Statistical Methods

or, why Ice Cream causes the murder rate to increase and what this has to do with the Survey

Before we get into my Survey Methods, I should point out to all that I am “mathematically challenged”. Therefore, it is a safe bet for me to state that this is NOT a scientific survey by any means, but is more of a collection of data.

My major in college was Criminal Justice. Toward this goal I took a number of elective courses. One of these classes was in Statistics. On the very first day of class the Instructor stood before us and made this statement: “Statistics never lie, but Statisticians do”. He then proceeded to point out how statistics can be manipulated to produce the results that the statistician wants. The following is the “Ice Cream” example:

Did you know that in New York City the number of murders increase during the summertime? This is a Fact. Ah, but did you also know that during the summertime in New York City the number of Ice Cream sells also increase? This too is a Fact. So, from these two factors what can you conclude? How about: There MUST be a direct correlation between the two. Ice Cream causes the murder rate to increase. So, if you want the murder rate to decrease outlaw the sell of Ice Cream in New York City in the summertime. Makes sense!

Well, it made me NOT want to stay in the class for the whole quarter and instilled in me a great distrust of any and all polls and surveys. Having said all that, let me outline my basic data. Please note that all the statements below are true (to the best of my knowledge) and you can interpret the data as you wish and draw your own conclusions.

The number of paid SCA members (as of 1 April 2000) is approximately: 25,000 The number of those without paid memberships that attend events is: 35% or 8,750 (This figure is based roughly on the number of signed non-member waivers in Meridies.)

So that will give us a “working” number of 33,750 who might attend events and eat feasts throughout the SCA during the running of this survey.

The Feast Survey was distributed through the Internet. There is no way for me to know how many people saw or read the survey. There is no way for me to access any completed surveys unless they were emailed directly to the survey email address.

The number of surveys received was: 689 or just over 2% of 33,750. Now is this enough of a response to make any conclusions? According the many statisticians - Yes. BUT I am not a statistician. I am merely the conveyor of collected data. <smiling> I recommend that if YOU want to know what the people in your area like and/or dislike about feasts YOU conduct your own survey. Remember those little customer survey cards that many restaurants have? Oh, you know the ones...they asked questions like “how was the food?”, “would you eat here again”, “what can we do to make your eating experience better?” Perhaps it would help to have some “after-action reports” of our own.

Now let’s take a few minutes to look at the elements of the survey. I did not request personal background data on the survey, except for Kingdom and length of time in the SCA. I added these two questions, as an after thought, because I “believed” that there might be a great difference based on where people lived and how long they had “played” in the SCA.  But there was little or no difference. (Surprise to me!)

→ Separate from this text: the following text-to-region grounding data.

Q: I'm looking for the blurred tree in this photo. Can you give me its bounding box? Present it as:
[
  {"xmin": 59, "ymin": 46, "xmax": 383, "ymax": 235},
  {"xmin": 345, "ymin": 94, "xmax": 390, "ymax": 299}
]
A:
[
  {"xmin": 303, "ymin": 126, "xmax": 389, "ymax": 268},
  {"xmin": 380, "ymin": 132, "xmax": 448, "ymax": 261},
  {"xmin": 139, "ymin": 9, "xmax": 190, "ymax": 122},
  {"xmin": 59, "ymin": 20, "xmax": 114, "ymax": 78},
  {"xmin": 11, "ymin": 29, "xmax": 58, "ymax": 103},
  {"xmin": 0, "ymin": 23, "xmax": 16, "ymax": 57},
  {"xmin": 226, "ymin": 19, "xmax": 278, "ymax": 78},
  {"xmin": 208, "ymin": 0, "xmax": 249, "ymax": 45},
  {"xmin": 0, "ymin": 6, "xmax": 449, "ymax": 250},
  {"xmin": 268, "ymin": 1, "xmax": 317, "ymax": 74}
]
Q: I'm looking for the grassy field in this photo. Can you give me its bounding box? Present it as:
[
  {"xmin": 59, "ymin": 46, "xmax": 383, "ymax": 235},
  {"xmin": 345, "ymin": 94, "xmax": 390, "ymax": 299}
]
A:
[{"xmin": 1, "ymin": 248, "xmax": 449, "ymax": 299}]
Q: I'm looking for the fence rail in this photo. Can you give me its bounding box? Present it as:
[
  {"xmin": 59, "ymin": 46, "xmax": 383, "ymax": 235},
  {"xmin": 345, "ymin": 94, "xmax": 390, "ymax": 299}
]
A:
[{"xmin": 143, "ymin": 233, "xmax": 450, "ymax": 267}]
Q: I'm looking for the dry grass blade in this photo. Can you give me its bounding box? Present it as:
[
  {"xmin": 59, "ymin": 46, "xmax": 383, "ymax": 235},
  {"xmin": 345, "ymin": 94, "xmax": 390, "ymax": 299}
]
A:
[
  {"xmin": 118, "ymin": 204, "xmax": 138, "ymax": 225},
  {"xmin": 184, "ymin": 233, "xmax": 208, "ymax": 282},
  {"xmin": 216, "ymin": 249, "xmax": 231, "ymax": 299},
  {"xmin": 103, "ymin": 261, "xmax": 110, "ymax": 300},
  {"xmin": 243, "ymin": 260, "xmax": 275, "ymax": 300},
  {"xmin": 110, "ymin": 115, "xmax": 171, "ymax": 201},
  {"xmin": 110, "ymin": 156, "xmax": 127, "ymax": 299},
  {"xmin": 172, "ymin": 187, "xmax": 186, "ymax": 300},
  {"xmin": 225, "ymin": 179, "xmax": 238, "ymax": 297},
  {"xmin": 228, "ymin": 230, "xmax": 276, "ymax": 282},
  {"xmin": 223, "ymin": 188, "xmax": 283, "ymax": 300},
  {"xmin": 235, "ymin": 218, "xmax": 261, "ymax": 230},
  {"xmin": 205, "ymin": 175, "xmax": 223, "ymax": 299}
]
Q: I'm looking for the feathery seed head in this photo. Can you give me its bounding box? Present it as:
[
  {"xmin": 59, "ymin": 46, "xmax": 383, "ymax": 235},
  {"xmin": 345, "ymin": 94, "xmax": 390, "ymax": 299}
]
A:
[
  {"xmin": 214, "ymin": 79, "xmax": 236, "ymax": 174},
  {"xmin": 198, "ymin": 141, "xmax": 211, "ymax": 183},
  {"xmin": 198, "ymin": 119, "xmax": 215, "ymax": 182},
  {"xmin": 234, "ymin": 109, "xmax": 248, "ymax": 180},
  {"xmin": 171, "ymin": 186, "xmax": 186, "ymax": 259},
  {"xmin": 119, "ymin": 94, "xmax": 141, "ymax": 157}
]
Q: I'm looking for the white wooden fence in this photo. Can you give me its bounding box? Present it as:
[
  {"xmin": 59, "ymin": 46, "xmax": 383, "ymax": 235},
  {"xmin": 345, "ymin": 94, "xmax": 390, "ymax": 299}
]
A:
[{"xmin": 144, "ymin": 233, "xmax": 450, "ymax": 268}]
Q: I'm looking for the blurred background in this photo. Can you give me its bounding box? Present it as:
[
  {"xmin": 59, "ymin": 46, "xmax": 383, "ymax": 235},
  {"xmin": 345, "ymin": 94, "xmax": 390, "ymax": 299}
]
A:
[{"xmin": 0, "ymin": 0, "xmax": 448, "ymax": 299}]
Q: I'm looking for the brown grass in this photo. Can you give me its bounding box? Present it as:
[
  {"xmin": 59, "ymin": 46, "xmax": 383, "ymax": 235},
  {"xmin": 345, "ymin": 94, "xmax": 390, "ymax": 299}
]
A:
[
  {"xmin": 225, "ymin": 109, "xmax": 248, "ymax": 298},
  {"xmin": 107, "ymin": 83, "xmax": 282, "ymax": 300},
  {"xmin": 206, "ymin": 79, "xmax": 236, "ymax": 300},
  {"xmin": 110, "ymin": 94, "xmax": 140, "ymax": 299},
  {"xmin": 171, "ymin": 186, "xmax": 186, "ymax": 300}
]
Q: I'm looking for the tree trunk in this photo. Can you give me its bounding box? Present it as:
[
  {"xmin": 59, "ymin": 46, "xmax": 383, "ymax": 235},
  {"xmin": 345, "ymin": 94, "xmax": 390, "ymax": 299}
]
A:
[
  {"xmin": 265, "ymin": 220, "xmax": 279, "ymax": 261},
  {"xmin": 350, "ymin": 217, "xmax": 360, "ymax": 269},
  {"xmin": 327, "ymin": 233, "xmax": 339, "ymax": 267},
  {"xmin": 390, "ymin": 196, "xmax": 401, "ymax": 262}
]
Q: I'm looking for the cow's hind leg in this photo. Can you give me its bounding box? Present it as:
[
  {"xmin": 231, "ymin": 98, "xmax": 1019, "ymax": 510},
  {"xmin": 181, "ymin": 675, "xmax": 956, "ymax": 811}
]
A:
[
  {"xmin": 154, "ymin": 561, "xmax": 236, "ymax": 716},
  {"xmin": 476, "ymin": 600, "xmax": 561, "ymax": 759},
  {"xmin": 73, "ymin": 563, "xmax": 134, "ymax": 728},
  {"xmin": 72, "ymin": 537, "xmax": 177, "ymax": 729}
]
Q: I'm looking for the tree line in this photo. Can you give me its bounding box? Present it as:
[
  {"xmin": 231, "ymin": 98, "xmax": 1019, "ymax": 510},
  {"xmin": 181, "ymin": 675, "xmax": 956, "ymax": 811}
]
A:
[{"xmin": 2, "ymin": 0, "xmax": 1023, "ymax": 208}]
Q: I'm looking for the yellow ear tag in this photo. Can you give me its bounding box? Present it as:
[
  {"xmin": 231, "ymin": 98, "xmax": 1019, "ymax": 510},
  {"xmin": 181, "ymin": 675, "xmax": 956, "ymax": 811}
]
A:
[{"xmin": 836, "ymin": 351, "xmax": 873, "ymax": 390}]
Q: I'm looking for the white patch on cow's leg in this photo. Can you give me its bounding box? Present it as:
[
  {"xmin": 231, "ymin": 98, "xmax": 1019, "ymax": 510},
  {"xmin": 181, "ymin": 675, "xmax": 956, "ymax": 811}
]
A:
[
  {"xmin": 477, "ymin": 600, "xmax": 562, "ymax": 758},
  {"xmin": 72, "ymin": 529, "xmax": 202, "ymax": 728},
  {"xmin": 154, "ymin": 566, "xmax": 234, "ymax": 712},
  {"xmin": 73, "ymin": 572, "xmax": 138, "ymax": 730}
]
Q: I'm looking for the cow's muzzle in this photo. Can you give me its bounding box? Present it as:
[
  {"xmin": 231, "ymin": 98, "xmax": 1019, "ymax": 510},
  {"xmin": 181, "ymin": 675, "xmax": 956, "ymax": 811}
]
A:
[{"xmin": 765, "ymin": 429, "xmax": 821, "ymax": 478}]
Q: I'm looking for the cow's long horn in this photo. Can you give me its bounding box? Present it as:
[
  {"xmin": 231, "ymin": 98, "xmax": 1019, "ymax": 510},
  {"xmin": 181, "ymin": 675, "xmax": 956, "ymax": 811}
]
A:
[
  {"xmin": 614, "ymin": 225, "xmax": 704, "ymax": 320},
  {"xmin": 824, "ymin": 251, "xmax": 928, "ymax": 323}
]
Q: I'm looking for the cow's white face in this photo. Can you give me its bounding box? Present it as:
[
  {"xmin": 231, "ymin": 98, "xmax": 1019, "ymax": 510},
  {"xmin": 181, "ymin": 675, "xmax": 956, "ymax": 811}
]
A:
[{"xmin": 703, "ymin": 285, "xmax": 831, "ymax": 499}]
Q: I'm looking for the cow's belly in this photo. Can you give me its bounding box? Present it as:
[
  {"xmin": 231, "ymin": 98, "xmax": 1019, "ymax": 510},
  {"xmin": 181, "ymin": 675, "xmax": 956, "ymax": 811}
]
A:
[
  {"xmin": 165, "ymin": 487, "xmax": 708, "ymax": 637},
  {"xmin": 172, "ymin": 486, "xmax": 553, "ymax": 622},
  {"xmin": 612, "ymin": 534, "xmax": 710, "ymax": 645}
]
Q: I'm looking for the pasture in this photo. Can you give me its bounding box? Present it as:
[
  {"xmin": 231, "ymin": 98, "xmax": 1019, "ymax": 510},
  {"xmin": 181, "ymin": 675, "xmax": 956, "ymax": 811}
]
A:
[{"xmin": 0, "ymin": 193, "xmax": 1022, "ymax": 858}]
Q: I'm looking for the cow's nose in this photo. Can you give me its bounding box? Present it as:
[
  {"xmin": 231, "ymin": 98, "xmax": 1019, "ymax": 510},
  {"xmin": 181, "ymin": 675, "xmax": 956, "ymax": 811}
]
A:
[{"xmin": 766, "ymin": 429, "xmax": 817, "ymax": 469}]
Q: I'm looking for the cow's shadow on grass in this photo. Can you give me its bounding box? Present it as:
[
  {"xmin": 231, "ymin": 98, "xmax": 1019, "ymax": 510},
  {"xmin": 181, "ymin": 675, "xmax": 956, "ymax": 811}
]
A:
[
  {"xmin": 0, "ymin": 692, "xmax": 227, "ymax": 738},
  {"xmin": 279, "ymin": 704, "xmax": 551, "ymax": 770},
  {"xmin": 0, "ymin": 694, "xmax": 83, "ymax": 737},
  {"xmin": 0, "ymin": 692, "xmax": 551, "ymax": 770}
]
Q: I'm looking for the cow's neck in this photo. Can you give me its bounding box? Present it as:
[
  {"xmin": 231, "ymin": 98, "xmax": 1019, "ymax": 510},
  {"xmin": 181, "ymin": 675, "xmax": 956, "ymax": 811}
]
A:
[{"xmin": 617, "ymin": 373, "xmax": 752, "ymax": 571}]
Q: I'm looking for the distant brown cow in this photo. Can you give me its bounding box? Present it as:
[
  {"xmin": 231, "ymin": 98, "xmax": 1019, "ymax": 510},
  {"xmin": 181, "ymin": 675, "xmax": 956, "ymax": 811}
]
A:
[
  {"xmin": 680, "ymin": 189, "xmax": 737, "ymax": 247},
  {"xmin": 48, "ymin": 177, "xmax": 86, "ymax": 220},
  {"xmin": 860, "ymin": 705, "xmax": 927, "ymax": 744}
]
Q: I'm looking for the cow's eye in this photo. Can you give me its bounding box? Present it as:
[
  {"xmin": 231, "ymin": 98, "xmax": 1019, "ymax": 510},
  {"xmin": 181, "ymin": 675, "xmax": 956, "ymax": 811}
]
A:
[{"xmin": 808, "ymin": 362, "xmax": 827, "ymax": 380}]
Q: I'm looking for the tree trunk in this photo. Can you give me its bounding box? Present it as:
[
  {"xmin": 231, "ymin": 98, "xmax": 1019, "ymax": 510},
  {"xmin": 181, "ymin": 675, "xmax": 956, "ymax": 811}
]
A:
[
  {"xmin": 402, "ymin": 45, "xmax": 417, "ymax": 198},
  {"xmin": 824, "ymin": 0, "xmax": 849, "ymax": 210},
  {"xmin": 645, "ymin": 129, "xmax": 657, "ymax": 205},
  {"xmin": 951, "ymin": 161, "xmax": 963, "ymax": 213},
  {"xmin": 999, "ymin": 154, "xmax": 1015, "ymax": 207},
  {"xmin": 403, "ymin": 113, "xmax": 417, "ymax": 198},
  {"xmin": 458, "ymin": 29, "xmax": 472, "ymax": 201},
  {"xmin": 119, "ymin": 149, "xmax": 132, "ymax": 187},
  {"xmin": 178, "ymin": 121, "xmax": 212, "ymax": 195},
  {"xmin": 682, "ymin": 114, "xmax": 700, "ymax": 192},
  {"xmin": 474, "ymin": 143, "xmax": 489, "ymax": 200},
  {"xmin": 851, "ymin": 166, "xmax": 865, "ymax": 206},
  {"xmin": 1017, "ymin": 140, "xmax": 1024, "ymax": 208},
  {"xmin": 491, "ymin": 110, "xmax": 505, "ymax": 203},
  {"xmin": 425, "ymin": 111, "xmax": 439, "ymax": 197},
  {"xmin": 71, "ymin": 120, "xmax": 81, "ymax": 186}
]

Now many people did not list their Kingdom because it was not on the original survey which was cross-posted. Of those that DID list their Kingdom, I received responses from every Kingdom within the SCA.

I received responses from people who had just attended their first event/feast and from people with more than 25 years in the SCA. Responses came from all levels within the Society: Royals, landed Peers, members of all three Peerages, people with and without titles. I had wondered if the length of time in the Society had a direct bearing on what people wanted at feasts. But, again, there was little or no difference between what someone who was attending their third feast wanted compared with someone who was attending their 100th. (Again, a surprise to me!)

The closest thing to an “actual statistical survey” was the one week survey that was conducted on the Meridian List. It was designed with multiple choice questions to produce actual percentages. Although this survey was helpful with insuring that the data was uncorrupted, it did not allow for the personal comments that I have found so valuable. (See Feast Survey with comments by submitters)

For those individuals that are more “mathematical” (or just curious) you may be interested in the detailed numbers from the Meridian Survey.

Although numbers have their place in the scheme of things, it was the personal comments that I found truly revealing. If I had one suggestion to make I would recommend that you read over the many comments that people freely shared with me. Comments that enlightened me to other ways of doing things. Of other viewpoints and perspectives. Of ideas and concepts I had not yet considered.... even after 25 years (plus) of “playing the game.”   For this is the REAL reason for the Feast Survey - it is a starting place for the interchange of ideas.